Significant associations between Epstein-Barr virus (EBV) serological markers and systemic lupus erythematosus (SLE) have been shown.
Patients with SLE have higher frequencies of EBV-infected cells, higher viral loads and higher early antigen IgG levels.
What does this study add?
This is a prospective study to understand the contribution of EBV reactivation prior to SLE disease onset in at risk individuals.
The study shows that previously unaffected relatives of patients with SLE who subsequently develop classified SLE have higher serological reactivation of EBV compared with those who do not transition to SLE.
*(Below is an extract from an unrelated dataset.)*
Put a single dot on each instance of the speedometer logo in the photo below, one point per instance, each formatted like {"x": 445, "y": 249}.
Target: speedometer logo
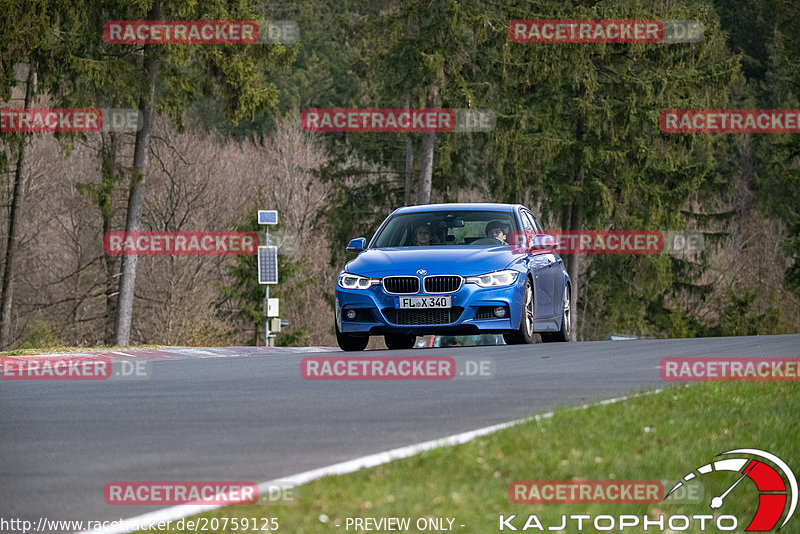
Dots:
{"x": 771, "y": 482}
The study also shows that variants in genes that are associated with SLE and implicated in EBV infection, associate with transitioning to SLE.
How might this impact on clinical practice or future developments?
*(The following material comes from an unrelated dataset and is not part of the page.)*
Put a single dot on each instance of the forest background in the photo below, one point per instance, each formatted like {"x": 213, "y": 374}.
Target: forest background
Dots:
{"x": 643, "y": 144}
Serological measures of EBV reactivation may provide additional biomarkers to identify individuals at higher risk of transitioning to clinical SLE.
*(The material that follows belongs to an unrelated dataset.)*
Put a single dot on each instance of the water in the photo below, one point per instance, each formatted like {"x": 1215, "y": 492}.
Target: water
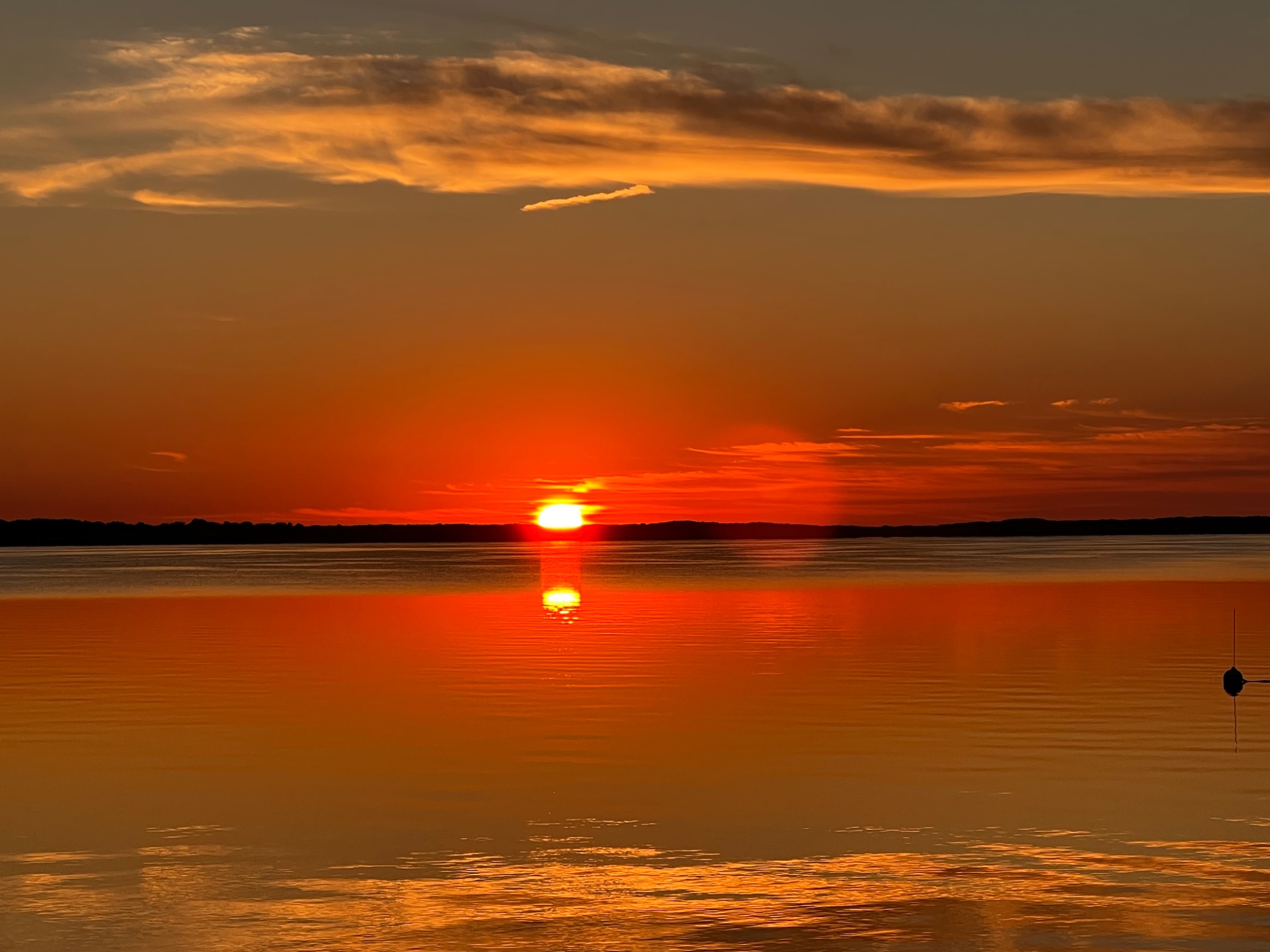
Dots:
{"x": 977, "y": 744}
Systemic lupus erythematosus (SLE) is a systemic autoimmune disease that involves multiple organ systems and causes significant morbidity. The aetiology of SLE is not completely understood. Genetic risk factors have been associated with SLE.1 2 However, monozygotic twin concordance rates of 24%–69%3 4 suggest a role for environmental factors in SLE pathogenesis.
Epstein-Barr virus (EBV) is a gamma-herpes virus that ubiquitously infects the majority of the world’s population. EBV maintains latency in B cells and occasionally reactivates the lytic cycle. EBV infection elicits an IgG response to viral capsid antigen (VCA), followed by an IgG response to early antigen (EA). EA IgG levels are detectable as early as a few months and up to 2 years following infection. VCA IgG responses persist for life, although levels are lower during latency compared with lytic infection.5 Reactivation of EBV is proposed to increase VCA IgG levels and also leads to detectable EA IgG levels.5 Serology can therefore be used to identify individuals with current infection or recent viral reactivation.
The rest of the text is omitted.